This week’s Refashion Runway theme is “metallic”. I created this metallic bandage sweater using pretty much all the metallic things I could find. This includes a white sweater with silver threads, a featherweight knit top, a pair of gold polka dotted shorts that I made that never fit properly, and strips of metallic gold linen leftover from this Marigold top.
Metallic Bandage Sweater
For once, I didn’t use Jalie 2921! Ha! Well, sort of. I actually started with Onion 5039, a great cowl top I’ve used on this striped top. The striped version has always been one of my favorite tops to wear in the fall, and I’ve always wanted to repeat this pattern. I did however use the armscye, sleeve and side seam shaping from Jalie 2921. When you have something that fits as you like it, that’s just what you do. The Onion’s sleeve is too loose for my taste because the armscye has more circumference than I need or prefer.

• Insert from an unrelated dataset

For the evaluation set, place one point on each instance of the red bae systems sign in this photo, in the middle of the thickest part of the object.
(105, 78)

Sweaters are something that I refashion on a pretty frequent basis as it starts to become colder. This week, on my thrifting expedition, I picked up a white dolman sleeve sweater with silver threads running through it as well as a light blue featherweight sweater with lace trim. The blue is in my color palette, and I never pass up quality crochet lace.

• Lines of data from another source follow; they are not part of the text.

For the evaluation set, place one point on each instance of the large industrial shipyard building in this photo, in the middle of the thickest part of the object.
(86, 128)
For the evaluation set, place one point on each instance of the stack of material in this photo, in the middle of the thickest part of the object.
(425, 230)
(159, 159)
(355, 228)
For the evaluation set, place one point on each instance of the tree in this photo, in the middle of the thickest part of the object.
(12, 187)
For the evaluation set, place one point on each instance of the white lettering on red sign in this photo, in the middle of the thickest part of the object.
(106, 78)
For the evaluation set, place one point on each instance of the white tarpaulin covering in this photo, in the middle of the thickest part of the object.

I very painstakingly unpicked every last bit of the blue sweater to salvage the lace. I’ll save that for another project as I wanted to highlight metallics on this project. From the blue, I cut 3/4 length sleeves and the cowl piece from the front and back. I unfortunately had to add a second seam in the cowl since there was no fold to use. I hid this fact by sewing the cowl with the seams facing the shoulder seams instead of at CF and CB.
I had originally meant to sew a yoke in the polka dotted fabric and the white sweater as the bottom of the top. This was not going to work because there was a giant coffee stain on the back polka dotted fabric. The weights of the knits were also too different.

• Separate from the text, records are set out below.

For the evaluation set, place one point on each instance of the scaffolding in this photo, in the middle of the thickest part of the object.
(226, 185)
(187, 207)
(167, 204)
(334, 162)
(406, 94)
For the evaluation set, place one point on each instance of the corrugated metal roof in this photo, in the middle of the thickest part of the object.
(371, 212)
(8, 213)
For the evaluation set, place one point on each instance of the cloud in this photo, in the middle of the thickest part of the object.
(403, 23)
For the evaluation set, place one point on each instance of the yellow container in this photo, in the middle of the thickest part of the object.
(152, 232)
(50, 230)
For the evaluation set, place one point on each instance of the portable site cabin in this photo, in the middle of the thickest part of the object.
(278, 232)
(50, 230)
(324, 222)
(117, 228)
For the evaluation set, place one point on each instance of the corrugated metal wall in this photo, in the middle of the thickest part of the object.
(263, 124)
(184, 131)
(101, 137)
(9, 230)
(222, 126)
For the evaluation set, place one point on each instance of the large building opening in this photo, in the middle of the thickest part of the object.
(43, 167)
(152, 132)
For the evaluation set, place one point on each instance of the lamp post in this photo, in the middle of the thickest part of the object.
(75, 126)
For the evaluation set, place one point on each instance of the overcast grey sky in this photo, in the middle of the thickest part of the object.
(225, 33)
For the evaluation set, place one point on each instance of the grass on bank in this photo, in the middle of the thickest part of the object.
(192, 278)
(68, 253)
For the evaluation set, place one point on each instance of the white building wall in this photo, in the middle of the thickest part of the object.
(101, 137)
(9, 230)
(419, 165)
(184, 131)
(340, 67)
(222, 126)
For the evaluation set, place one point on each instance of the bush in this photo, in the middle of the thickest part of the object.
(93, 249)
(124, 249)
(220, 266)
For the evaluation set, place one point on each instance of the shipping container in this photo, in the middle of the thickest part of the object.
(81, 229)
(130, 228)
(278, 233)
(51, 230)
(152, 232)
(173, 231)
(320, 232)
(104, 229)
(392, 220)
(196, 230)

When I tried on the white sweater, it was pretty itchy. The fiber content is rayon/cotton/metallic, so I’m guessing it’s those metallic threads that are irritating my skin. Since the polka dot fabric wasn’t going to work on the right side of the sweater, I used it to line the inside yoke. The right side of the yoke is more of the white sweater. There’s now no red itchy skin, plus there’s a fun lining for this top with extra metallic element!
Using a similar technique to my Silk Scarf Jeans, I zigzagged strips of the metallic linen in little X shapes down the center of each sleeve and along the yoke seam. They look like bandages to me! Just like the silk, the weight of the linen vs. the sweater knit was so lightweight, the linen sits perfectly on top without taking away from the quality of the sweater knit. On the sleeves, the linen and the blue knit are pretty much equal in weight, adding a totally different quality.
Macgyver and Me
I should have known that I’d have to line the bottom of the sweater, but I didn’t bother to cut a lining initially. I know most people don’t line knit tops, but I hate that many, many knits are sheer, but I hate wearing camisoles underneath knit tops even more. All that shifting of fabric around ignites my Princess and the Pea sensibility like just about nothing else.
Still, I always seem to have RTW knit camisoles though I don’t wear them. They’re probably from an era where I was wearing them under things and buying them by the 5 pack or so until I realized that I hated them.
Turns out, those old camis are a really comfortable solution for lining an itchy sweater. I simply cut it off under the arms and sewed it to the yoke’s seam allowance. It’s my Richard Dean Anderson one second on the timer left solution.